Carré noir sur fond blanc

27.000 m

Maître d’ouvrage Ville de Saintes / Europan

Equipe
Signes Ouest, Icomme, Laure Perrot historienne de l’art

Programme 300 logements, commerces,
activités, espaces publics et stationnement

Concours Mars 2008 Lauréat Runner Up

+ Fiche projet

Redonner à Saintes son belvédère, et l’accrocher de nouveau avec la ville existante, composée d’une trame bâtie et végétale très dense, pourvue de nombreux lieux culturels et historiques emblématiques. Permettre que les circulations deviennent naturelles entre ces deux entités – la ville basse et le promontoire. Proposer des logements de qualité, ainsi que des équipements publics qui s’inscrivent en adéquation avec le lieu, tant pour les habitants que pour les gens de passage. Offrir du vide, des respirations, des lieux de contemplation. Imaginer que ce que l’on greffe à la place de l’hôpital Saint-Louis puisse être un jour un élément qui a toujours été là, à l’image de ces citadelles anciennes qui, de leur prestance, dominaient les villes et leur offraient leur protection.

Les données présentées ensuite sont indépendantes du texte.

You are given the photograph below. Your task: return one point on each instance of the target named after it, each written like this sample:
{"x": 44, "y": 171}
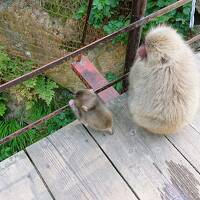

Ainsi, la place du 11 novembre réaménagée permet de tenir la façade urbaine le long du cours Reverseaux. Le marché qui s’y installe réinscrit le lieu dans le quotidien de Saintes. La trame des maisons et des parkings prolonge la configuration de la ville existante. Les deux accès voitures, aménagés le long des deux parkings, jouent le rôle de sas, matérialisant symboliquement l’entrée dans la ville haute, en même temps qu’ils filtrent le flux pour inciter les gens à pénétrer à pied.

Les accroches urbaines, destinées aux piétons, trouvent leur force dans le dialogue que le Corten établit avec la pierre. Plus que des accès, elles sont véritablement pensées comme des connexions nerveuses essentielles.

Alors, en hauteur, le « carré noir sur fond blanc » prend tout son sens. Regrouper le bâti au sein de ce carré permet de ménager un grand vide à l’avant, où prend place le grand parc belvédère.
À l’intérieur du carré, le bâti s’abrite derrière des lames de bois qui unifient l’ensemble de leur enveloppe. Il s’étage, se décline en logements, commerces, lieux d’art, de réflexion et de travail. Il s’imbrique autour de cours publiques, ménageant des îlots secrets gardiens d’atmosphères particulières. L’eau chemine à travers le site, des toits où elle est récupérée, vers les sols où elle est redistribuée en autant de fontaines, bassins, alimentation, devenant un élément prégnant du projet.

Se recrée ainsi un lieu de vie aérien, où la densité et le vide, la pierre et la végétation, le bois et le fer, le verre et l’eau jouent ensemble. Et la citadelle émerge de nouveau.